A Greek-owned merchant ship, the 'Anikitos', has been stranded after being blown aground by Cyclone Megan in northern Australia.

The 55,700-deadweight-tonne bulker struck South32's loading wharf on remote Groote Eylandt in the Northern Territory on Monday. The incident occurred as Cyclone Megan battered the region with winds exceeding 100 kilometres per hour.

The Australian Maritime Safety Authority (AMSA) reported that the Greek-flagged 'Anikitos' was docked at the Alyangula wharf when the cyclone struck. The vessel was carrying a significant cargo, including over 41,000 tonnes of manganese ore, fuel oil, and diesel.

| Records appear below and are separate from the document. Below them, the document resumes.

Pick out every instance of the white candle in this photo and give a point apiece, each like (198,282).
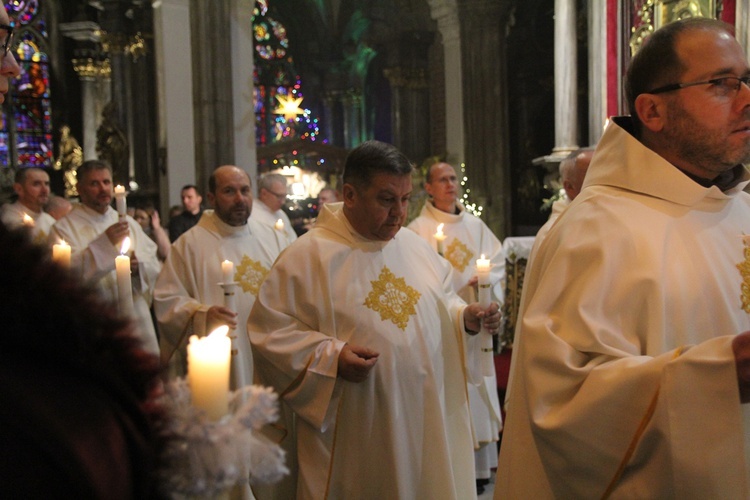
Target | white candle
(227,271)
(440,238)
(208,372)
(61,254)
(122,205)
(485,299)
(27,220)
(124,286)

AMSA is coordinating with the ship's owners and insurers to arrange tugboats to assist in moving the 'Anikitos' from the wharf to a secure anchorage.

South32, the owner of the loading wharf, has temporarily suspended operations at its Groote Eylandt Mining Company (GEMCO) due to cyclone damage. Initial assessments indicate structural damage to the wharf, but the full extent of the disruption to production remains unclear.

GEMCO is a major global producer of manganese ore, co-owned by South32 and Anglo American.

Cyclone Megan has also caused disruptions at other mining facilities. Trading giant Glencore reportedly evacuated workers from their Bing Bong loading facility on the Gulf of Carpentaria.

Authorities are assessing the full impact of the cyclone and working to restore normal operations across the affected regions.